Elizabeth Southerns, a poor beggar woman known by the nickname Demdike, narrates the first half of the book. Widowed, Demdike struggles to support her family on pittances paid for day labor. Her life changes the evening a beautiful youth, Tibb, enters it. With the angelic demon's help, Demdike becomes a "blesser" capable of curing sick livestock, healing ill children, and helping the barren conceive. Ever fearful of being named a witch, she never meddles with curses and only uses her powers for good -- except for the few times she allows her loyalty towards her childhood friend, Chattox, draw her into dangerous waters, with ultimately tragic results.

Demdike's daughter Eliza treads her mother's path for a time, but once her husband dies -- cursed by Chattox, Eliza believes -- she rejects the cunning craft and adopts the Protestant faith. Eliza's daughter Alizon, who narrates the second half of the novel, desires nothing more than to be a normal girl with a normal family. She resists her own nascent powers as long as she can, though she feels guilty spurning the aging Demdike, who wishes to train her as a healer. But when a peddler Alizon encounters suffers a stroke as she rebukes him for his rudeness, he accuses her of cursing him. This event snowballs into a veritable witch hunt that sweeps Alizon's family and friends into prison and through a sham trial whose outcome is a foregone conclusion.

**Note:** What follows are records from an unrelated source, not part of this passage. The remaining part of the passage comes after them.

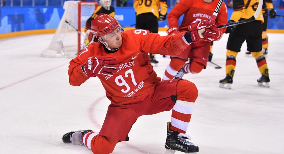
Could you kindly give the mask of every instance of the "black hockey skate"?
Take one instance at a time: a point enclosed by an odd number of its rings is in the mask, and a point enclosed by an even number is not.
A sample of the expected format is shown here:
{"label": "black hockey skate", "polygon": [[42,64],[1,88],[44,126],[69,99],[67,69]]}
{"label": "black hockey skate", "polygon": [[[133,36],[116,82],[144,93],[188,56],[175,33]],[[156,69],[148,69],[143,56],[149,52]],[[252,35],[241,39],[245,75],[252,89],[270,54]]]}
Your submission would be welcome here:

Sharratt's characterizations are marvelously rich. Demdike, a joyful, generous soul who loves the simple pleasures of life and sorely misses the Catholic feasts and village festivals of her youth, completely belies the stereotype of the dour, evil sorceress. She fully believes in the presence and action of her familiar spirit, the handsome Tibb, although she tricks herself into believing that consorting with him is not as dangerous as it might seem. Alizon's desire for normalcy adds particular poignancy to her friendship with Nancy, a daughter of the lower gentry, and to the suffering she endures when subjected to the taunts and scorn of the village children. Alizon regards the cunning craft with equal parts fear and disdain; she witnesses its power at work in her family, yet senses that natural causes might contribute to its successes and failures. The novel brims with skillfully developed secondary characters, from the jealous and downtrodden Chattox to Alizon's wily half-wit brother Jamie to Alice Nutter, the Catholic noblewoman who shelters outlawed priests and continues to aid Demdike's family despite the danger the relationship poses to her own. Weaving intricate relationships between characters from all levels of local society, the novel explores the wearing effects envy, fear, and poverty have on the bonds of friendship and gratitude.

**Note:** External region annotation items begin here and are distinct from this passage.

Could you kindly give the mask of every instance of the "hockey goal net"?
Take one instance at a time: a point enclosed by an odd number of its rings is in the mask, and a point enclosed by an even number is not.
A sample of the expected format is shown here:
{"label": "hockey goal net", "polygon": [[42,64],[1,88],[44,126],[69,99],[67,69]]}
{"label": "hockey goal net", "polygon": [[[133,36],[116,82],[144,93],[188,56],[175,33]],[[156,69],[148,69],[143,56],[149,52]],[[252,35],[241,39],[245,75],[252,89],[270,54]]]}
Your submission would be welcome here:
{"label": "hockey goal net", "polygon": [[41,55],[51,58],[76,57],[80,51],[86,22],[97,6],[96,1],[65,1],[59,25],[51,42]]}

Most interesting to me is the link Sharratt posits between cunning craft and Catholicism. The novel takes place during the Elizabethan and Jamesian eras, when the old faith has been outlawed and Protestantism has stripped life of the comforts and consolations of Catholic feasts and practices. Many of Demdike's blessings derive from Latin prayers and both she and Alizon remain as true as they can to the old faith. Yet I never felt that Sharratt equated Catholicism with witchcraft; rather, she showed, in a very convincing fashion, how remnants of the old faith, forced underground and severed from the corrective counterbalances of clergy and doctrine, could be corrupted as they were passed down or misinterpreted by those who had no direct experience of them. The novel made very real the cultural and affective void that imposed Protestantism must have made in the lives of significant segments of society, a void that witchcraft was readily seen to fill.

It was a joy to read a novel that succeeded on so many levels, from the richness of the characterization to the beauty of the language to the authenticity of the era it evoked. I heartily recommend DAUGHTERS OF THE WITCHING HILL as a well-written and thought-provoking look at the effects of the Reformation on the lives of the lower classes and have added it without hesitation to my list of favorite historical novels.